Studio album by Ambrosia
- Released: April 1, 1980
- Recorded: 1979–1980
- Studios: Location Recording (Burbank); Mama Jo's (North Hollywood); Monterey Recording (Glendale); Warner Bros. (Los Angeles); Sound City (Van Nuys);
- Genres: Soft rock; art rock;
- Length: 39:23
- Label: Warner Bros.
- Producers: Ambrosia, Freddie Piro

Ambrosia chronology
| Life Beyond L.A. (1978) | One Eighty (1980) | Road Island (1982) |

Singles from One Eighty
- "Biggest Part of Me" Released: March 18, 1980; "You're the Only Woman (You & I)" Released: July 1, 1980; "No Big Deal" Released: 1980;

= One Eighty (album) =

One Eighty is the fourth album by Ambrosia, released in 1980 on Warner Bros. Records. The title was believed by fans to signal the group's "180-degree" change in direction.

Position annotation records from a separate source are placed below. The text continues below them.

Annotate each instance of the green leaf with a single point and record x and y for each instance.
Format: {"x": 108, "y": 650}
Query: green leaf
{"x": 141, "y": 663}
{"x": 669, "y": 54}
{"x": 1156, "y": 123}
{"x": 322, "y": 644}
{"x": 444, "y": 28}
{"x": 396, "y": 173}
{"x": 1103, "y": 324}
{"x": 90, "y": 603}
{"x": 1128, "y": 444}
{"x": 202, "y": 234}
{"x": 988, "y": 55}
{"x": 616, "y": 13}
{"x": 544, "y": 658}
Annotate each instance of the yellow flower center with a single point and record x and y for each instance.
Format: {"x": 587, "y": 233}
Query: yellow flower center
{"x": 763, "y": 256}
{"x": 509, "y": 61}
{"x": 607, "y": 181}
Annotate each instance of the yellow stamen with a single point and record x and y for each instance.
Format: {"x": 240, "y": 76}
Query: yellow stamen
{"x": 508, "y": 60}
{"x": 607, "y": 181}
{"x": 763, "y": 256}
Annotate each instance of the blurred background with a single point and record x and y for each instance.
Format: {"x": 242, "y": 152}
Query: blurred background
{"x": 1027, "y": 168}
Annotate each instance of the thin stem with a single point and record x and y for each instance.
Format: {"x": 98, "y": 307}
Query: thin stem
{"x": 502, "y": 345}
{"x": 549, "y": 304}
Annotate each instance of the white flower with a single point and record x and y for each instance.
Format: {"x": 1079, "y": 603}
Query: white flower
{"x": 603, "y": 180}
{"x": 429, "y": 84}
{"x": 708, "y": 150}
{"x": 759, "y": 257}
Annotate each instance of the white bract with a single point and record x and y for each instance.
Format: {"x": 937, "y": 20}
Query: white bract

The album peaked at No. 25 on the Billboard 200, continuing the success of the band. Among the three singles, "Biggest Part of Me" and "You're the Only Woman" were top 20 hits, peaking at No. 3 and No. 13 on the Billboard Hot 100, respectively. The album also earned the band three Grammy nominations, including Best Pop Vocal Group.

Professional ratings
Review scores
| Source | Rating |
| AllMusic | Star |

==Track listing==

Side one
| No. | Title | Writer(s) | Lead vocals | Length |
|---|---|---|---|---|
| 1. | "Ready" | David Pack | Pack | 4:25 |
| 2. | "Shape I'm In" | Joe Puerta, Pack | Royce Jones | 3:29 |
| 3. | "Kamikaze" | Puerta, Pack | Puerta | 4:01 |
| 4. | "You're the Only Woman (You & I)" | Pack | Pack | 4:20 |
| 5. | "Rock n' a Hard Place" | Puerta, Pack, Jeremy Kronsberg | Puerta | 3:59 |

Side two
| No. | Title | Writer(s) | Lead vocals | Length |
|---|---|---|---|---|
| 6. | "Livin' on My Own" | Burleigh Drummond, Puerta, Pack | Jones, Puerta, Pack | 4:41 |
| 7. | "Cryin' in the Rain" | Drummond | Drummond | 4:37 |
| 8. | "No Big Deal" | Pack | Pack | 4:25 |
| 9. | "Biggest Part of Me" | Pack | Pack | 5:26 |

==Personnel==

=== Ambrosia ===
- David Pack – guitars, lead vocals (1, 4, 6, 8, 9), backing vocals
- Joe Puerta – bass, lead vocals (3, 5, 6), backing vocals
- Burleigh Drummond – drums, percussion, lead vocals (7), backing vocals
- David Cutler Lewis – Rhodes, piano, Prophet, Mini Moog solos
- Christopher North – organ, Chamberlin, clavinet, Mini Moog
- Royce Jones – percussion, lead vocals (2)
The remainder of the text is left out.